THE closest reference to 200 I've ever read was 180-185...BUT....BUT...BUT THAT was for setting the pitch in softwoods (species group NOT JANKA scale). I just got through building AND running a load through my home built sterilizer only. This is JUST to STERILIZE/KILL the bugs with some AD'd pieces along with parts and pieces of found stumps and roots for displays and decor.



crookedkut said:


> I am not doubting the heat theory at all. My question is why wouldn't a shipping container work if I treated it on the inside just like I would do to a wooden built kiln. The vents, fans and solar panels would still be there.
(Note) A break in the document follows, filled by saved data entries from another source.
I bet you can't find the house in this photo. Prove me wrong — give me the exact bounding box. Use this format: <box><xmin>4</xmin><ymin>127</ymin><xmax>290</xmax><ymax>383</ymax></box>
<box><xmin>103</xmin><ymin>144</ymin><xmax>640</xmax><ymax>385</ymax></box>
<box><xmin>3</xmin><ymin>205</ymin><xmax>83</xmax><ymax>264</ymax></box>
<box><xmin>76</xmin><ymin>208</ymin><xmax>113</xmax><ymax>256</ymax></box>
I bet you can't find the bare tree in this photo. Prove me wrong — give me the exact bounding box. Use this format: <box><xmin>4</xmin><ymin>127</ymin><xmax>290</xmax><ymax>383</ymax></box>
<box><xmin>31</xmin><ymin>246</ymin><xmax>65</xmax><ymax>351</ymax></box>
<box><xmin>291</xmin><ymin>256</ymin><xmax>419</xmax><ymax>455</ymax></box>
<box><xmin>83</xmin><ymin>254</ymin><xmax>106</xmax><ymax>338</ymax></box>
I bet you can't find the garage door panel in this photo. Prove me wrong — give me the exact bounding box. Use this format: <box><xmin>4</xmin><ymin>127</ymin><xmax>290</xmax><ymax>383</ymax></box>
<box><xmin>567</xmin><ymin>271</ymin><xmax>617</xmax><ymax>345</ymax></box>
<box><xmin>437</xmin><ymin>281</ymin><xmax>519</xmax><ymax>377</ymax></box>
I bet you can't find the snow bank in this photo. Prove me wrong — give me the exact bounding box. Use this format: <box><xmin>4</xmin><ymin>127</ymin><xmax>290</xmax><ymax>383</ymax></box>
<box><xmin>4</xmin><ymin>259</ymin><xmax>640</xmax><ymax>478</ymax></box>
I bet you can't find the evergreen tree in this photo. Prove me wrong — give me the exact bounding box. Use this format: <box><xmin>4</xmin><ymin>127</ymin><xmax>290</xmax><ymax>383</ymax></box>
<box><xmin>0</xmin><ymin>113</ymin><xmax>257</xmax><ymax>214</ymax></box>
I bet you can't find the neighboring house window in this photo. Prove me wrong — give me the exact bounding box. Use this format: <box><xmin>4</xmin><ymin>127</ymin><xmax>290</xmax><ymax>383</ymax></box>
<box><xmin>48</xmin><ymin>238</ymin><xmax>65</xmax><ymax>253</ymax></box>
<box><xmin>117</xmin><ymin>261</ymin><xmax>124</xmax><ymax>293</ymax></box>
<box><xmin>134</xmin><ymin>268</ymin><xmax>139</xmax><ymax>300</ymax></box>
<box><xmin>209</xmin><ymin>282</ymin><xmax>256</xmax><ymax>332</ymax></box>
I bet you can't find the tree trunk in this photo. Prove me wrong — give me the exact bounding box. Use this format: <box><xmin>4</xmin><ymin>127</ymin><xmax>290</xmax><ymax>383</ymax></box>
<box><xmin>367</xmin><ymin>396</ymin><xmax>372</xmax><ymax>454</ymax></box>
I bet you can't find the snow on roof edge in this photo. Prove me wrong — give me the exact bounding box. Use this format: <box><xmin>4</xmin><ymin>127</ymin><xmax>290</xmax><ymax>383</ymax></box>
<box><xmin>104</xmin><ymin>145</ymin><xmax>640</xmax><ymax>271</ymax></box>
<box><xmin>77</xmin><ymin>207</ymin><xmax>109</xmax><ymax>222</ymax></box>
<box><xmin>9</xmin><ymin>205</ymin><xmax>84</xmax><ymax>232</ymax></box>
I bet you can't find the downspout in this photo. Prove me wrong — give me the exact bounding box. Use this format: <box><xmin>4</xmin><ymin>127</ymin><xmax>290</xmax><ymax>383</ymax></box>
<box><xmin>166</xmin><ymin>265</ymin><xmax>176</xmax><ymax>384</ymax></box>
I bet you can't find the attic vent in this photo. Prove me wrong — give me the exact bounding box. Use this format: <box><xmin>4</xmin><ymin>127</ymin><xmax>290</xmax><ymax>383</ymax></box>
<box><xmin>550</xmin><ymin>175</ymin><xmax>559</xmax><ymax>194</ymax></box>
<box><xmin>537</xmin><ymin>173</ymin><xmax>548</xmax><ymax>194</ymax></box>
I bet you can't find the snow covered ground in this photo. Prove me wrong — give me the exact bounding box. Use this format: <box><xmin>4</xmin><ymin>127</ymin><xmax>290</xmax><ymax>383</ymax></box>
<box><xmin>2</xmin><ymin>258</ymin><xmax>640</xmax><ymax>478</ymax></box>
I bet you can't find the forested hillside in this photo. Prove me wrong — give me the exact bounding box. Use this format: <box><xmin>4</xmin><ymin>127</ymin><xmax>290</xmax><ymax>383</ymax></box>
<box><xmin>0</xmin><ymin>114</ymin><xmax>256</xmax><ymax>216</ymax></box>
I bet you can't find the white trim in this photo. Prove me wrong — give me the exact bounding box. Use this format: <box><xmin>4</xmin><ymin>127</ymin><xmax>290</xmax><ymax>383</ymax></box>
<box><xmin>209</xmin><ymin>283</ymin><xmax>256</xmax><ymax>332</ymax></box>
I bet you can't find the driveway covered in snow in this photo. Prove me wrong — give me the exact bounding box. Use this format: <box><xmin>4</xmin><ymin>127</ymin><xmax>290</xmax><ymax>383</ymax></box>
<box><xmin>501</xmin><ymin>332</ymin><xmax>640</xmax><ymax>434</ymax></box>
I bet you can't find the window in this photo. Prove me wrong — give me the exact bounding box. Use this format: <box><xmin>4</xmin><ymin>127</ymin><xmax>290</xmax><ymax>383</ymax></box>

You could probably buy a small shipping container cheaper that what you could pay to build a kiln dryer.
> 
> Sent from my SAMSUNG-SM-G891A using Tapatalk


Crookedkut, YES a shipping container can be used OR a refrigerated (insulated) trailer (as semi). Nyle has kits for this.
I personally use a shed building that are built from the cutouts of insulated metal doors. ....so I have roughly 1 3/4" of urethane sandwiched between steel....RODENT PROOF. NOT the prettiest BUT very functional!!!! The ones in my area are up to 12' wide and 6' to 30' long. I have 3....2 for drying/sterilizing and 1 for safe storage of rodent free area. I just run weatherstripping around the doors and cover the vents.

Sorry no pics unless you research my old threads re" kiln". I also set mine up a little different and use under/updraft heating to gain the most efficiency of my heat source....hot air rises.

Sorry for not posting sooner, I've been trying to scan the posts/threads BUT NO response time prepping for this show AND work full time also.

Blessings and take time to research a lot of documents....research the writers also.....DON'T take all you read as facts BUT when you have consistant statements start digging deeper in those. I AIN'T doing your leg work, BUT I will help you on your basis fundementals.


----------



## crookedkut (Jan 28, 2018)

I just got another idea. I have a lot (I mean a lot) of brick just stacked in my back yard. I have the mortar mix and rebar. All would need is the concrete for the foundation and I could have the outer was complete. I am now thinking of starting it out of that. Then I would insulate the inside and place the fans and the vents. 

Sent from my SAMSUNG-SM-G891A using Tapatalk


----------